I am currently enjoying preparing a “Magic Maths” show packed with super-fun puzzles for my colleagues and students at Musica Mundi School, Waterloo. For inspirational sources of material, I use lots of good things from what is still beautiful in the world around us. Also, I reflect on all that I have read and learned from very fine books linked to the Cambridge Maths courses that my students are following.
One treasure-trove source of ideas is “Approaches to learning and teaching Mathematics, a toolkit for international teachers”, a new book from Cambridge University Press working in collaboration with Cambridge International Examinations and the NRICH project. The ISBN is: 978-1-108-40697-0.
I like the book so much that I decided to now feature my own puzzle based on several ideas from it. Particularly important is the idea of LTHC, standing for Low Threshold High Ceiling, and meaning that it’s good to provide students with activities which they can begin to access quite readily (Low Threshold), but which also offer scope to investigate much further according to their various ability levels (High Ceiling).
THE ISBN PUZZLE
Consider the 13-digit ISBN number 9781108406970.
- Begin by adding up all the 13 digits.
- Is it possible to remove just one digit from the original 13-digit number so that the sum total of the remaining 12 digits is an exact multiple of 12?
- Which two digits should be removed from the original 13-digit number if we want the sum total of the remaining 11 digits to be an exact multiple of 11? Can you find more than one solution?
- Is it possible to remove eleven digits from the original 13-digit number so that the sum total of the remaining 2 digits is an exact multiple of 11?
- Is the original 13-digit number actually a multiple of 12? Can you prove your answer without using a calculator?
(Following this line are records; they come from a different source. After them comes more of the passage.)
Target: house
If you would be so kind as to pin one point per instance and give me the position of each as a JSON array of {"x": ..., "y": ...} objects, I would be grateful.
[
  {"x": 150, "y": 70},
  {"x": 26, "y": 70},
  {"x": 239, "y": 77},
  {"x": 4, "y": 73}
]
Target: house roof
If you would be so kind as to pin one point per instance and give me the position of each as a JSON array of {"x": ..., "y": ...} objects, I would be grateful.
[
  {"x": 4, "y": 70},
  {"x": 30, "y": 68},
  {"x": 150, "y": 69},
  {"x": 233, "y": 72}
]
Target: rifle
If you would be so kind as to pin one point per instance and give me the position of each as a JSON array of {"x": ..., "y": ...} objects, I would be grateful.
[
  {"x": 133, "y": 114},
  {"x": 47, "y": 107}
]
- The 13-digit number 9781108406970 has numerous factors from 1 to 9781108406970 itself. However, curiously, it has only one 4-digit factor, which has a sneaky connection with Waterloo, Belgium!
Given that 47 is the 2nd-largest 2-digit factor of 9781108406970, find the largest 2-digit factor.
Also find the only 4-digit factor.
- As a wee joke to finish, what is the connection between the 4-digit factor and Waterloo, Belgium? Hint: Don’t send your answers by post!
SOLUTIONS TO PUZZLES
- Removing a 0 from the original number keeps the digit sum at 60, which equals 5 x 12.
- Removing 4 and a 1 from the original number lowers the digit sum to 55, which equals 5 x 11.
Alternatively, removing a 9 and a 7 or 8 and 8 from the original number lowers the digit sum to 44, which equals 4 x 11.
- Removing all the digits except for 4 and a 7 from the original number lowers the digit sum to 11.
- The original number 9781108406970 is clearly a multiple of 3 (as its digit sum is 60, a multiple of 3). However, it is not a multiple of 4 because the last two digits, 70, do not make a multiple of 4. Therefore, 9781108406970 cannot be a multiple of 12.
- We were given that the odd number 47 is the 2nd-largest 2-digit factor of 9781108406970, but since 9781108406970 is an even number, it also has 2 as a factor. So, the largest 2-digit factor must be 47 x 2=94.
Knowing already that 3, 47 and 10 are all factors of 9781108406970 (as it ends with a 0), we can deduce that 3 x 47 x 10=1410 must also be a factor, and in fact it is the only 4-digit factor.
- Coincidentally, 1410 is the area postal code for Waterloo, Belgium!
Wherever you are, I wish you a very happy weekend now.